Поднялись трое. Коммивояжер распрямился в кресле.
– Ну-ка, – сказал он, дернув простыню у горла, – снимите с меня эту тряпку. Я не здешний, но, богом клянусь, когда наших жен, сестер и матерей…
Мазнув себя простыней по лицу, он швырнул ее на пол. Мак-Лендон стоял на пороге, понося остальных последними словами. Встал и подошел к нему еще один. Прочие в смущении посидели, не глядя друг на друга, а затем, поодиночке, присоединились к Мак-Лендону.
Парикмахер поднял простыню с пола. Он принялся аккуратно ее складывать.
– Не надо, ребята. Уил Мэйз тут ни при чем. Я знаю.
– Потопали, – сказал Мак-Лендон. Он круто повернулся. Из кармана брюк торчала рукоятка тяжелого пистолета. Вышли. Стеклянная дверь с грохотом захлопнулась за ними, и звук отозвался в душном воздухе.
Парикмахер тщательно и неспешно обтер бритву, положил ее на место, зашел в подсобное помещение и снял со стены шляпу.
– Я скоро вернусь, – сказал он. – Нельзя же допустить…
Он выбежал на улицу.

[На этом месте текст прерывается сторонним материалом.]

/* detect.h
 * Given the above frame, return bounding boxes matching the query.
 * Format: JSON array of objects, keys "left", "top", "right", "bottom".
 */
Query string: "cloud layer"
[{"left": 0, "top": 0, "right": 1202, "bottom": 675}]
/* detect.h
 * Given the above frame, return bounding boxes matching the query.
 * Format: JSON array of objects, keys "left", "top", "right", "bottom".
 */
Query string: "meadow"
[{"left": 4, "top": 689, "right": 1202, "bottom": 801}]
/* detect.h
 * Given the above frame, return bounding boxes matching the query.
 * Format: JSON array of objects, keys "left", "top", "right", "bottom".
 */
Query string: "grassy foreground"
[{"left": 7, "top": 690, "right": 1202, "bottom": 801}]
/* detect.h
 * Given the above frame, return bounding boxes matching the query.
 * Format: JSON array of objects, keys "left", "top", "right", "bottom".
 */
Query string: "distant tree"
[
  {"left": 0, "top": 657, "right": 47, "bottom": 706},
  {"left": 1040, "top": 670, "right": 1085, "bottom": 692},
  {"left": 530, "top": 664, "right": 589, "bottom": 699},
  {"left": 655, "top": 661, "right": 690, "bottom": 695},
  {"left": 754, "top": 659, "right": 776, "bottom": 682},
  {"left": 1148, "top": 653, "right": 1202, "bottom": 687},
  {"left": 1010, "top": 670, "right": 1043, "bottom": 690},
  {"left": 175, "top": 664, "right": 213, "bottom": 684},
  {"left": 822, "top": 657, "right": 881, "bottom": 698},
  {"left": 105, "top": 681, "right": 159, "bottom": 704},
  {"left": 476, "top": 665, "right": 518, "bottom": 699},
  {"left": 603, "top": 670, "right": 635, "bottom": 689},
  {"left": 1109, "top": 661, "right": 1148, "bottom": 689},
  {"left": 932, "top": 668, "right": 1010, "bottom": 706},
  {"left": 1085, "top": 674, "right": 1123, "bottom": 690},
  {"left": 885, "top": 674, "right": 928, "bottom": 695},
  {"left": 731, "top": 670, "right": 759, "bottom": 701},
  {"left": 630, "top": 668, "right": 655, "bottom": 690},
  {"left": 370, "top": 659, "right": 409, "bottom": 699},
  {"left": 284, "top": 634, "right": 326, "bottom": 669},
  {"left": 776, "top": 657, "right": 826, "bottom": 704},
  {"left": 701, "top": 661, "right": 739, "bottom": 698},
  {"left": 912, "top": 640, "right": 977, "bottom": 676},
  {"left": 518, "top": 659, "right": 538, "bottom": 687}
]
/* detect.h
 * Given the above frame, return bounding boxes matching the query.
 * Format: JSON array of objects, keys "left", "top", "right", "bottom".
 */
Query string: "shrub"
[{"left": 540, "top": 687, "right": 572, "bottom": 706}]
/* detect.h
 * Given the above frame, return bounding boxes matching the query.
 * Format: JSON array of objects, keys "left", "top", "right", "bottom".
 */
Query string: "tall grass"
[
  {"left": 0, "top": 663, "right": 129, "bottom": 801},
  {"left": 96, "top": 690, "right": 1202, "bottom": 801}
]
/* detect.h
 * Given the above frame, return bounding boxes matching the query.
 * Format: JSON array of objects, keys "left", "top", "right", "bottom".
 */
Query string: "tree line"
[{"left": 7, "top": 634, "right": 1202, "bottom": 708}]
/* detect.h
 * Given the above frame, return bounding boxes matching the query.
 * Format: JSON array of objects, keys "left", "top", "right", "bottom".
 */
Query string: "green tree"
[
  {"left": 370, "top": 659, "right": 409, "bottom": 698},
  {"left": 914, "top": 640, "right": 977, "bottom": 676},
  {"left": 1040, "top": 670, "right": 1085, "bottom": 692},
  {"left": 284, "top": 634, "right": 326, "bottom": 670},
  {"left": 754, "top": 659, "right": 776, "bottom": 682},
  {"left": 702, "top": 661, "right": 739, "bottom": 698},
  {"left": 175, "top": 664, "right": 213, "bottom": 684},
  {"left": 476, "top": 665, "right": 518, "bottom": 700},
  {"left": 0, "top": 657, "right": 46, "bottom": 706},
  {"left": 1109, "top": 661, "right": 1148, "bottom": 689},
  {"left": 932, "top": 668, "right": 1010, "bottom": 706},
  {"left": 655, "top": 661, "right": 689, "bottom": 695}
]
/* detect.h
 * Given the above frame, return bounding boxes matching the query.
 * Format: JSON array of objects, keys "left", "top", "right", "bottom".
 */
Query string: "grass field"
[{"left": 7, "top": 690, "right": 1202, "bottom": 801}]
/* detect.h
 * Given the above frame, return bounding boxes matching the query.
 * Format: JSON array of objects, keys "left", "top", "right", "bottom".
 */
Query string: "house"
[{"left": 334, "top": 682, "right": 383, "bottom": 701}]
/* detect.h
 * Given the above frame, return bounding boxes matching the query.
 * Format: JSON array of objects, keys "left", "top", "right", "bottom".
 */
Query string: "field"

Двое других мастеров последовали за ним до двери, придержали ее на отскоке и высунулись на улицу, глядя ему вслед. Воздух был душный, неживой. От него оставался на языке металлический привкус.
– Что он может сделать? – сказал один из парикмахеров. Другой вполголоса бормотал: «Господи Иисусе, господи Иисусе. Не хотел бы я быть на месте Уила Мэйза, раз уж он Мак-Лендона рассердил».
– Господи Иисусе, господи Иисусе, – шептал второй.
– Как, по-твоему, там и впрямь что-то такое было? – сказал первый.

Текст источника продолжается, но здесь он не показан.